The rain is tumbling down in the grey of an early morning. It is cold and unwelcoming. Beyond the beach at Sangatte, the sea rolls ominously.
The group are all wearing coats against the weather, but most look ferociously tired. One young woman huddles beneath an unfurled sleeping bag.
In most seaside towns, they would look discordant and unlikely but here, on the northern French coast, everyone knows what’s going on. Another group who have tried to cross the Channel, and failed.
This time, it is a tale of a journey that never happened – the group were spotted by the police, intercepted and their boat slashed, rendering it useless.
“I will try again,” one man tells us.
“When?” I ask.
He shrugs slightly. “Maybe tonight.”
Among this group – Turks, Iraqis, Iranians and Kurds. All tell tales of fleeing in the face of persecution. There is, remarkably, an acclaimed filmmaker here, celebrating his birthday. Three days ago, he discovered he had won an award at an international festival. Now, he has just failed to get on a boat across the Channel.

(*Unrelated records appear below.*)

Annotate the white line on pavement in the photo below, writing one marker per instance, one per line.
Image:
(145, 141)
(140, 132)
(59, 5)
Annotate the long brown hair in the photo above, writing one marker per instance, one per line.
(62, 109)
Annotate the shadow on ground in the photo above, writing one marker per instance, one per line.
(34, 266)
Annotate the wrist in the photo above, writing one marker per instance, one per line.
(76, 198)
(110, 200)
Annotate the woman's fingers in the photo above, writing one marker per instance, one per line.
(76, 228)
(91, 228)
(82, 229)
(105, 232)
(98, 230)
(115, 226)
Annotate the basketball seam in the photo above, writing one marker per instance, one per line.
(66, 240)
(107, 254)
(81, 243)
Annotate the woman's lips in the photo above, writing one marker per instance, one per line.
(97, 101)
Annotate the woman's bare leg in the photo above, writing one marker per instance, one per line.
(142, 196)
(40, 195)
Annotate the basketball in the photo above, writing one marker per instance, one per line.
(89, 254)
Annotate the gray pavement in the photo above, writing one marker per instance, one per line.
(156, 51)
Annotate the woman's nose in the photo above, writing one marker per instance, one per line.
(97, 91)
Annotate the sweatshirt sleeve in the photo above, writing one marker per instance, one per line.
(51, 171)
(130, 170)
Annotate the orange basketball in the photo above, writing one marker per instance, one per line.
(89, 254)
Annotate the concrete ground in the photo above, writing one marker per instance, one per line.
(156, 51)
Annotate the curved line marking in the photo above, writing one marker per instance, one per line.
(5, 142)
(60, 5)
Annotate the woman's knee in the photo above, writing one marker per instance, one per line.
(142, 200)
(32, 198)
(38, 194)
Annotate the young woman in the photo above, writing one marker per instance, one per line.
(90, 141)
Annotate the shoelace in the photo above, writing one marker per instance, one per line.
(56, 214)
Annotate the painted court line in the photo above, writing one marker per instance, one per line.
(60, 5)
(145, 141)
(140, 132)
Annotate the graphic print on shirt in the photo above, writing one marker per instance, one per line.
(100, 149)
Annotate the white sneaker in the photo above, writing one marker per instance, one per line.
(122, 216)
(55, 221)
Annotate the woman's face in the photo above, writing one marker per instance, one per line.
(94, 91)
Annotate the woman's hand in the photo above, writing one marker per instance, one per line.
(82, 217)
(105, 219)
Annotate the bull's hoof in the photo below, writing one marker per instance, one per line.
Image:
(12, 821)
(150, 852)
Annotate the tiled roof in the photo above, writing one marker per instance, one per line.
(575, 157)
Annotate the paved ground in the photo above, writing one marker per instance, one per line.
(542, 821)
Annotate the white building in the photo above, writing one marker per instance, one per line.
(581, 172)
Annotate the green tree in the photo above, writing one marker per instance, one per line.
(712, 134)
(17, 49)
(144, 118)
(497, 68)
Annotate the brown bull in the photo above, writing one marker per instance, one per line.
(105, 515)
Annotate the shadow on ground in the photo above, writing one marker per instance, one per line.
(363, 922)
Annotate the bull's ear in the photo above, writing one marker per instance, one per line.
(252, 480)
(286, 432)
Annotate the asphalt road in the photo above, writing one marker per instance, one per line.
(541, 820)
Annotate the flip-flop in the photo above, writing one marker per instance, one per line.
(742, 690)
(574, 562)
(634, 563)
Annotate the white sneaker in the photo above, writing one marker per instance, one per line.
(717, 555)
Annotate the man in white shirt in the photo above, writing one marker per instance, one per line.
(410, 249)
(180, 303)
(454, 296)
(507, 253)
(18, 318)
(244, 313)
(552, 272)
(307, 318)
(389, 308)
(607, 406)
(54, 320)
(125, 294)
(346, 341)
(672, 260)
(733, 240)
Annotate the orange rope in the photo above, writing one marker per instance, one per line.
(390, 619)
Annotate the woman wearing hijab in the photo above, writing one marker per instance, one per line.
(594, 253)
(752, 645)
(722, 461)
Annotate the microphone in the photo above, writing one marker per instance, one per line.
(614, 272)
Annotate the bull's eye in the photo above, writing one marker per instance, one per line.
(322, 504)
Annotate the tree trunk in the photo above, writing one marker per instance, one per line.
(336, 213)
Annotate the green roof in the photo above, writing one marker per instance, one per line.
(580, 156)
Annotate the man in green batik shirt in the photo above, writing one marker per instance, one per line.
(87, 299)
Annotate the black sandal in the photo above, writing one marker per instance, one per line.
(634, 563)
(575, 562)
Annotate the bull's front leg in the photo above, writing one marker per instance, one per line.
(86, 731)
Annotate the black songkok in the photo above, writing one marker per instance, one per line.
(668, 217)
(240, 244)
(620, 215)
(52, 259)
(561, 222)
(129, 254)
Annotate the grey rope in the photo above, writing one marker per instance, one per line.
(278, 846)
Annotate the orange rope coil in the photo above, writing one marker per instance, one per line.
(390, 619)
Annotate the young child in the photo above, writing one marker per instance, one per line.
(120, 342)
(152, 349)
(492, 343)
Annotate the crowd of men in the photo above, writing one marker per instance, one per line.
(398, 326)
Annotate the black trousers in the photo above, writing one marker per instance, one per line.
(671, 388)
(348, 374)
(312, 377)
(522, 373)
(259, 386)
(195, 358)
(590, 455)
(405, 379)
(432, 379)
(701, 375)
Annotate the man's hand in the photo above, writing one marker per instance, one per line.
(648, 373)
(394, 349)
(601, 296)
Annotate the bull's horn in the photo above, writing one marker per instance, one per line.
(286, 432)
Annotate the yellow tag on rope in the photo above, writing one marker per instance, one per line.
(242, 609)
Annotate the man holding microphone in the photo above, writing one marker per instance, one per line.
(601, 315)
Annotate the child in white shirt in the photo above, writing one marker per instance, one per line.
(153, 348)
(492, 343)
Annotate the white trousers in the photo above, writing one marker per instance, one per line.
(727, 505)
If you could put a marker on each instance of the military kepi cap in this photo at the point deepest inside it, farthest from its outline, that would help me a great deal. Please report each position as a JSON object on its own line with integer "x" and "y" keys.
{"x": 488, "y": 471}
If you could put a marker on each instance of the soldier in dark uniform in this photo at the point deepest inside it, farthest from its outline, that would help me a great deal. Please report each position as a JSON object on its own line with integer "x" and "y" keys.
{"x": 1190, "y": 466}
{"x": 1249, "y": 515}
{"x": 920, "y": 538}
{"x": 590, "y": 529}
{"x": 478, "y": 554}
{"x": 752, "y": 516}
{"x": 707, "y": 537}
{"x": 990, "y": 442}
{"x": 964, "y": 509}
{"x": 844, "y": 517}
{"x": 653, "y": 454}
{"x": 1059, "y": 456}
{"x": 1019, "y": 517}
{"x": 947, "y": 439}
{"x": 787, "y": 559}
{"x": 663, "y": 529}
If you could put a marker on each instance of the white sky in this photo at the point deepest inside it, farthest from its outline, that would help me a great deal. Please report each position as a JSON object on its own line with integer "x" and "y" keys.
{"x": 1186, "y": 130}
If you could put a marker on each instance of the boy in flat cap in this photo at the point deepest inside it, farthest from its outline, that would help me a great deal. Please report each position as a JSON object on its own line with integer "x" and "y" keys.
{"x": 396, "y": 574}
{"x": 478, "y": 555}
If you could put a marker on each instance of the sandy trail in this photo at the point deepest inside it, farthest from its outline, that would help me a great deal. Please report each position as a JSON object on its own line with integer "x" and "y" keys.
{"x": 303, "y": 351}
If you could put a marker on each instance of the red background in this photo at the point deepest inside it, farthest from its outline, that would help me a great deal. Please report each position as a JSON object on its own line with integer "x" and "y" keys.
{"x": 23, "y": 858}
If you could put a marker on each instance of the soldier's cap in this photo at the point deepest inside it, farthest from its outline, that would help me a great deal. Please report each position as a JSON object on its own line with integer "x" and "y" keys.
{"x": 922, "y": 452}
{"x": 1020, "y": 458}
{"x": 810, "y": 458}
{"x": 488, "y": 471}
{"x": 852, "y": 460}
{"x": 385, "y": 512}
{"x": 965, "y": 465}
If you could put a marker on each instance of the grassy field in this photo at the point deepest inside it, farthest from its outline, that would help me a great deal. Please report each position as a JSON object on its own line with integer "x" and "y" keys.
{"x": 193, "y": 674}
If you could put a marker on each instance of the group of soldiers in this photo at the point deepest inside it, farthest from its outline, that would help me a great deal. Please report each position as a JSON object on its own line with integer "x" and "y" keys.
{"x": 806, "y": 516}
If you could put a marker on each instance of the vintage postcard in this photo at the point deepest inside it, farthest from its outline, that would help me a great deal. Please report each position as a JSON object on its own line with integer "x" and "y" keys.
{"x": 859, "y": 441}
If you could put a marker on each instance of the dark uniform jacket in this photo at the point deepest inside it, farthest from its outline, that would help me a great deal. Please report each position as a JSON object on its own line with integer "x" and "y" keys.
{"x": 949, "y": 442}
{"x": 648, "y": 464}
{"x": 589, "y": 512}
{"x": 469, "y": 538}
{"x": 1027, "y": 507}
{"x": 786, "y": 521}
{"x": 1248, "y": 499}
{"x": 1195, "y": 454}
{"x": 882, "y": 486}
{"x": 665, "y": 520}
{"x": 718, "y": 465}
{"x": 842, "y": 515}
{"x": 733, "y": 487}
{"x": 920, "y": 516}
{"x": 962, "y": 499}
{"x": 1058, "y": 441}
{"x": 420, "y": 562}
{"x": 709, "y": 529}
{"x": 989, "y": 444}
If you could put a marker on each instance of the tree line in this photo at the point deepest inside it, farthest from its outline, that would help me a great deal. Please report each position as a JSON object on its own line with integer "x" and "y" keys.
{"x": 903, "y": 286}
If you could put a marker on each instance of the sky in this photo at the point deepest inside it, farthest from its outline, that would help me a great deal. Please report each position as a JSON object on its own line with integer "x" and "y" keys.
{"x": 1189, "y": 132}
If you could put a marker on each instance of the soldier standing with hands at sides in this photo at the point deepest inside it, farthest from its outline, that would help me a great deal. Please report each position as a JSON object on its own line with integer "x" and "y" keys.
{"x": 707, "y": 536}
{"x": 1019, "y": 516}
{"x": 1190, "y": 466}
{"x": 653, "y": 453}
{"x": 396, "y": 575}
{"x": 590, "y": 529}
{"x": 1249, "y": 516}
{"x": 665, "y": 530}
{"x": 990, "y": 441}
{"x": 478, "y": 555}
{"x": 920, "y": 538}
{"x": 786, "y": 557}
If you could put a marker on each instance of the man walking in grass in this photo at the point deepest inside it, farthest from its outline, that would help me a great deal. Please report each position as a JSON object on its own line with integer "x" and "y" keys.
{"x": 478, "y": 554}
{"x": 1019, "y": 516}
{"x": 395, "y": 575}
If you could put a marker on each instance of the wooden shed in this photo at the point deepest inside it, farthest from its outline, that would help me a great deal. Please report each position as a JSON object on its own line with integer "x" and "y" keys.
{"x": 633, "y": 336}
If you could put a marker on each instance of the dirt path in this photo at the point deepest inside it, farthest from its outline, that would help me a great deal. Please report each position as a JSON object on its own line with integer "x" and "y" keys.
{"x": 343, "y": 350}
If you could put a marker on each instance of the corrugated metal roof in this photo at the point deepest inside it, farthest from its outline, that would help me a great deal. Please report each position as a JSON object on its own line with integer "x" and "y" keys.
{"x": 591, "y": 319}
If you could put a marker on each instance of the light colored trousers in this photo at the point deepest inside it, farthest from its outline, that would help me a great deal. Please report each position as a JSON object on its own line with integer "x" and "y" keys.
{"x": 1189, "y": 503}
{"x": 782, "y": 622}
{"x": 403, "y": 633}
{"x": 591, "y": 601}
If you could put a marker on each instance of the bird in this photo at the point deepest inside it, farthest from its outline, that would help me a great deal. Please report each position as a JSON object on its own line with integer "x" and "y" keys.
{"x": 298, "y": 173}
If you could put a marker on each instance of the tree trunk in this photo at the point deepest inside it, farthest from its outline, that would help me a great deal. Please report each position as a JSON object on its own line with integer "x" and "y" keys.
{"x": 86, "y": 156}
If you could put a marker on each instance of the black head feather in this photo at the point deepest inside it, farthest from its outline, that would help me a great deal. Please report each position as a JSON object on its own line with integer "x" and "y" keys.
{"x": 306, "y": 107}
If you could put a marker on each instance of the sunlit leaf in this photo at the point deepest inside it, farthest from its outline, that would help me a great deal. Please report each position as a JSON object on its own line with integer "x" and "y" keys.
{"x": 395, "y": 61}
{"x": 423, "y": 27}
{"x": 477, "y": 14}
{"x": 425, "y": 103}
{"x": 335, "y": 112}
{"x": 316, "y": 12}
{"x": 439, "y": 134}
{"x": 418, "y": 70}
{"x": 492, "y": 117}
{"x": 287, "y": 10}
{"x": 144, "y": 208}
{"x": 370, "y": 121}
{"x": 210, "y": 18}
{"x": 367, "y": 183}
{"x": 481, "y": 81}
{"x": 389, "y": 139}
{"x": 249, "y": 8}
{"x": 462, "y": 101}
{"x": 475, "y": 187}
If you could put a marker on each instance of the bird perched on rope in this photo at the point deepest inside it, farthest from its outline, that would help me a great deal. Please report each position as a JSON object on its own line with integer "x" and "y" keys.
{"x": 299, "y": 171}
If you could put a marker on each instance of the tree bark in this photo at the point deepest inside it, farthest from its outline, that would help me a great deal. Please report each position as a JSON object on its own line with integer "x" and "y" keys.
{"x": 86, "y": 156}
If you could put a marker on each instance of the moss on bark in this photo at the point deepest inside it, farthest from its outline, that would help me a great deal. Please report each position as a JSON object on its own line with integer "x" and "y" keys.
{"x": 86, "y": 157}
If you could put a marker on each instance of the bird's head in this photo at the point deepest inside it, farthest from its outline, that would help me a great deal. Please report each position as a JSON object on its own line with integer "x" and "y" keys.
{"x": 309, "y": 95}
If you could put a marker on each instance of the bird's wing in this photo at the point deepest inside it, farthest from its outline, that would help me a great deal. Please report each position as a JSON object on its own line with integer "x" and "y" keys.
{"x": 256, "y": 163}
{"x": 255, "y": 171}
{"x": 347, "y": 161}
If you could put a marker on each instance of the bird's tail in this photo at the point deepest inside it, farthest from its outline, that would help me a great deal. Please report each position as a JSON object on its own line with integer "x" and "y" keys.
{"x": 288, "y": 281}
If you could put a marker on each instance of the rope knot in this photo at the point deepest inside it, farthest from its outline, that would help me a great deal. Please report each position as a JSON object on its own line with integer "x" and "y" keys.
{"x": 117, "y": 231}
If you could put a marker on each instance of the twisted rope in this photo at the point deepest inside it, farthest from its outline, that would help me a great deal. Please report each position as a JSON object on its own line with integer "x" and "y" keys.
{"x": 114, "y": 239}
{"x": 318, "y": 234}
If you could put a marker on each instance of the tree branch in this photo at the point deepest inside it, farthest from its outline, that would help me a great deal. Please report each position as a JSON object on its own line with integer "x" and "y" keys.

There are tales of people who attempted previous crossings – once, twice, five, even seven times before. A man who was shot by ISIS in Mosul.
Most affecting, perhaps, twins from Iran – 25 years old and desperate to leave their country.
They had joined protests against the ruling regime and saw the violence that came as punishment. Hundreds left at least partially blinded by pellets fired by police. Friends who had been imprisoned, raped and even murdered as an act of revenge.
“I need to get away from Iran,” says Asrin, as her twin brother sleeps alongside her, sitting by the road. “Even life in the camp here is better than being at home – being persecuted, tortured and raped.”
And when you visit the camp in question, on the edge of Dunkirk, you realise what a significant thing that is to say. I’ve been there many times over the past few years, and it is a sorry place at the best of times.
But now, lashed with rain and dotted with puddles in which empty drink cans float around, it is utterly miserable. A place where nobody wants to be; a shanty town united by the single aspiration of getting to Britain.